The Prime Minister reassured campaigners as recently as April that the Conservatives had no “current plans” to relax Sunday trading laws.
In a letter to the Keep Sunday Special campaign group, a spokeswoman for David Cameron said the current system provided “a reasonable balance between those who wish to see more opportunity to shop in large stores on a Sunday, and those who would like to see further restrictions”.
“I hope you find this reassuring,” concluded the letter, written on 20 April.
Chancellor George Osborne will announce plans in the Budget tomorrow to devolve powers on Sunday Trading rules to local authorities and elected mayors.
David Cameron’s official spokeswoman said today: “The Prime Minister thinks that the measures that are being set out today, about how we devolve the decision to local authorities on this issue, is the right thing to do.
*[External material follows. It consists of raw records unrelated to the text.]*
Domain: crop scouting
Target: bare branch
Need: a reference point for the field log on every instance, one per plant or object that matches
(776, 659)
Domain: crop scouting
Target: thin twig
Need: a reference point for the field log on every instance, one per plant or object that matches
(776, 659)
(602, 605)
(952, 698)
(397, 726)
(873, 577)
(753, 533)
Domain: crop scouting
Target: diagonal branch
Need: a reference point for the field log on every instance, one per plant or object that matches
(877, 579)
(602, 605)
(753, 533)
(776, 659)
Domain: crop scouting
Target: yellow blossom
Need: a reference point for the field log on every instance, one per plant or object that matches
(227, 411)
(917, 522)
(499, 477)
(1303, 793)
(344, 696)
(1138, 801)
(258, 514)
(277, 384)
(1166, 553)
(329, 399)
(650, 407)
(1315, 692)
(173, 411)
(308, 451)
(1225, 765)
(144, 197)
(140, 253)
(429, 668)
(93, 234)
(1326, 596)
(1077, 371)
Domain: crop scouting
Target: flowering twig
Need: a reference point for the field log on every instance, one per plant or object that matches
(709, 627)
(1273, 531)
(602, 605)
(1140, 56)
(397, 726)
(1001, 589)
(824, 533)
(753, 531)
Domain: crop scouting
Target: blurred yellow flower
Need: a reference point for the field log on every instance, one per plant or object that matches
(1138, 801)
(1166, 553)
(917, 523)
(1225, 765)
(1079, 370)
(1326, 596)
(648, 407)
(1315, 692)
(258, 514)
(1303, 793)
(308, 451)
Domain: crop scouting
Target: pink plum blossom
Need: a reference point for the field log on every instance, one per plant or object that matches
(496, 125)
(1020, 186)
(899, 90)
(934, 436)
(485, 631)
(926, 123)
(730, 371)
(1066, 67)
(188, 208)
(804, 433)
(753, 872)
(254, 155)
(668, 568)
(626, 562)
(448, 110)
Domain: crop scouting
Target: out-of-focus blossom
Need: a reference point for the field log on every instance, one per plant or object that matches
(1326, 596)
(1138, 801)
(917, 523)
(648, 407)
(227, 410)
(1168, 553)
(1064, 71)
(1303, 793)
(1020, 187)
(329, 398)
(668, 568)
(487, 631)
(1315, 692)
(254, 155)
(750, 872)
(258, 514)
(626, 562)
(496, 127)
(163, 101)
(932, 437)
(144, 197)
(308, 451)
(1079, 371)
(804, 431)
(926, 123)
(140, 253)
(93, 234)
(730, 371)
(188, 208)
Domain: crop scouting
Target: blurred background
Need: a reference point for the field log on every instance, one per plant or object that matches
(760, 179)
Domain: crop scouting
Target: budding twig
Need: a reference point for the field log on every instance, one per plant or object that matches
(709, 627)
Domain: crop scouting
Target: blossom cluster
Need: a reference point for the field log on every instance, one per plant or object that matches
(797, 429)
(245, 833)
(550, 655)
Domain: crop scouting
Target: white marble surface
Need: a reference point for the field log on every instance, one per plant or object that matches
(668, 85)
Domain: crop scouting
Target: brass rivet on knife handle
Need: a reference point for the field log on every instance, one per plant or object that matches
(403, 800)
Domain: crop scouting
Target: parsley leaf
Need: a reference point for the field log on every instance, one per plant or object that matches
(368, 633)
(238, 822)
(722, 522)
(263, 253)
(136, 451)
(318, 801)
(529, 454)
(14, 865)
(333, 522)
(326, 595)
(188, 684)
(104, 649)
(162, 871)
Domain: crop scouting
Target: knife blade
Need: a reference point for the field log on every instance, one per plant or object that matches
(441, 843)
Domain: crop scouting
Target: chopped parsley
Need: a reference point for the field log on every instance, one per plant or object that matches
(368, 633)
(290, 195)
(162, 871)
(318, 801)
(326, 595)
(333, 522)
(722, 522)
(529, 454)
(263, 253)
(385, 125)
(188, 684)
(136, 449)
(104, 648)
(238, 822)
“This is about enabling communities to have more choice about what is right for their high streets and allowing councils and city mayors to take decisions based on the priorities that they know best.”
Osborne said: “Even two decades on from the introduction of the Sunday Trading Act, it is clear that there is still a growing appetite for shopping on a Sunday. There is some evidence that transactions for Sunday shopping are actually growing faster than those for Saturday.
“The rise of online shopping, which people can do round the clock, also means more retailers want to be able to compete by opening for longer at the weekend. But this won’t be right for every area, so I want to devolve the power to make this decision to mayors and local authorities.”
ACS research conducted in February 2015 by ComRes showed that 76% of the public support existing Sunday trading regulations. Of those who were in favour of change, 60% called for greater restrictions on trading hours.
During the temporary removal of Sunday Trading rules during the Olympics, sales actually declined by 0.4% overall, with some smaller retailers reporting a sales decline of up to 20%, according to the ACS.